Paul Evans (born October 26, 1960) was a Republican member of the Illinois House of Representatives, representing the 102nd district during the 97th Illinois General Assembly from August 2011 to January 2013.

==Early life and career==
Evans was born October 26, 1960, in Red Bud, Illinois. Evans has worked in Southwestern Illinois as an attorney for nearly 20 years, and has previously served as the Zoning Hearing Officer for the cities of O'Fallon and New Baden, as well as serving on Metro-East Parks and Recreation District Board for 10 years. Evans was the President of the O’Fallon Chamber of Commerce from 2016 to 2018.

==Illinois House of Representatives==
Ron Stephens resigned from the Illinois House of Representatives effective August 2, 2011, citing the results of the 2011 decennial reapportionment. The Republican Representative Committee of the Republican Party of the 102nd Representative District appointed Evans to the vacancy. Evans was sworn into office on August 26, 2011. The 102nd district at the time included all or parts of Bond, Clinton, Effingham, Fayette, Madison, Shelby, and St. Clair counties.

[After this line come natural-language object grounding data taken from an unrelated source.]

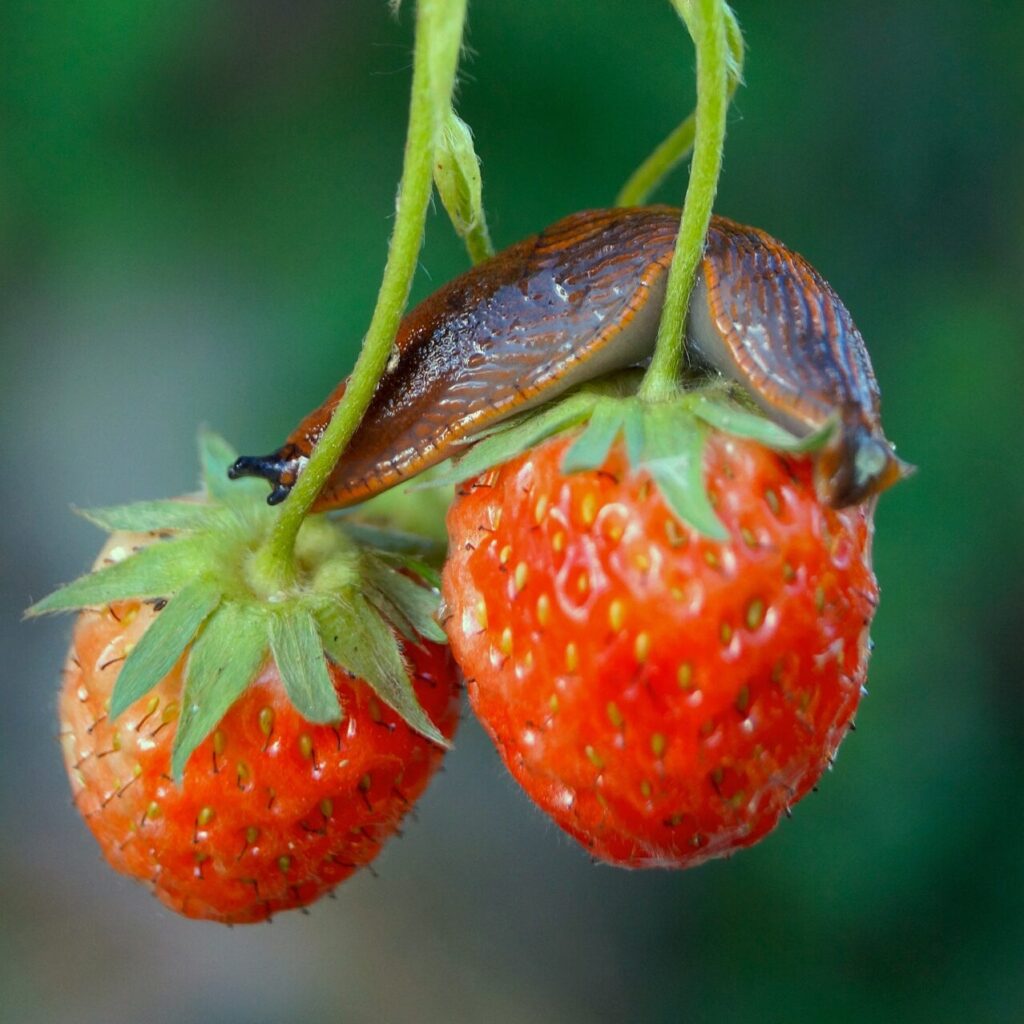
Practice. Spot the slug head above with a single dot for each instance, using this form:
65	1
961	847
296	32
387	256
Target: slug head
282	468
856	465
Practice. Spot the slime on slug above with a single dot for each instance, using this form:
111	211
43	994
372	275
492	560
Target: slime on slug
584	298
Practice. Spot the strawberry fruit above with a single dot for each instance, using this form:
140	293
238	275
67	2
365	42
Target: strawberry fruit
665	695
242	753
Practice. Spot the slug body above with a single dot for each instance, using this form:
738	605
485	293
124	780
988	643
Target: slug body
584	298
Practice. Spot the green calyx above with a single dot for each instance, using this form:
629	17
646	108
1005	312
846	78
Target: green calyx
666	438
354	593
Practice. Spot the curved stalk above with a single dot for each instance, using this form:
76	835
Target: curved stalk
707	23
438	37
674	148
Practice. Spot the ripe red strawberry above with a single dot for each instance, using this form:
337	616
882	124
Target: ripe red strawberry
663	695
272	811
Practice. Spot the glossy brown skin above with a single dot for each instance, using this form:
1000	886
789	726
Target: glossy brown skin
584	298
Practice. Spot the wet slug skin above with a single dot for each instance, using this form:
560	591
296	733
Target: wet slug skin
584	298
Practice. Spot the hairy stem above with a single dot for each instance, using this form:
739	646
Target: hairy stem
707	23
675	147
438	37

While a member of the House, Evans was assigned to serve on six house committees: Appropriations-Human Services, Appropriations-Public Safety, Small Business Empowerment & Workforce Development, Tourism & Conventions, Consumer Protection and Environmental Health.

In the 2012 primary election, Evans ran for election in the "new" 108th district where he resided. Charles Meier, a member of the Washington County Board, defeated Evans for the Republican nomination. Meier won the general election in the 108th district while Republican legislator Adam Brown of Decatur won in the "new" 102nd district.

===Political positions===
Evans believes in lower taxes to drive economic growth in Illinois, saying "If Illinois is to improve our business climate, we must grow our way out of our troubles which originated from the Chicago Democrat tax hikes."

==Post-legislative career==
Evans ran unsuccessfully for judgeships in the 20th Judicial Circuit in 2018 and 2022.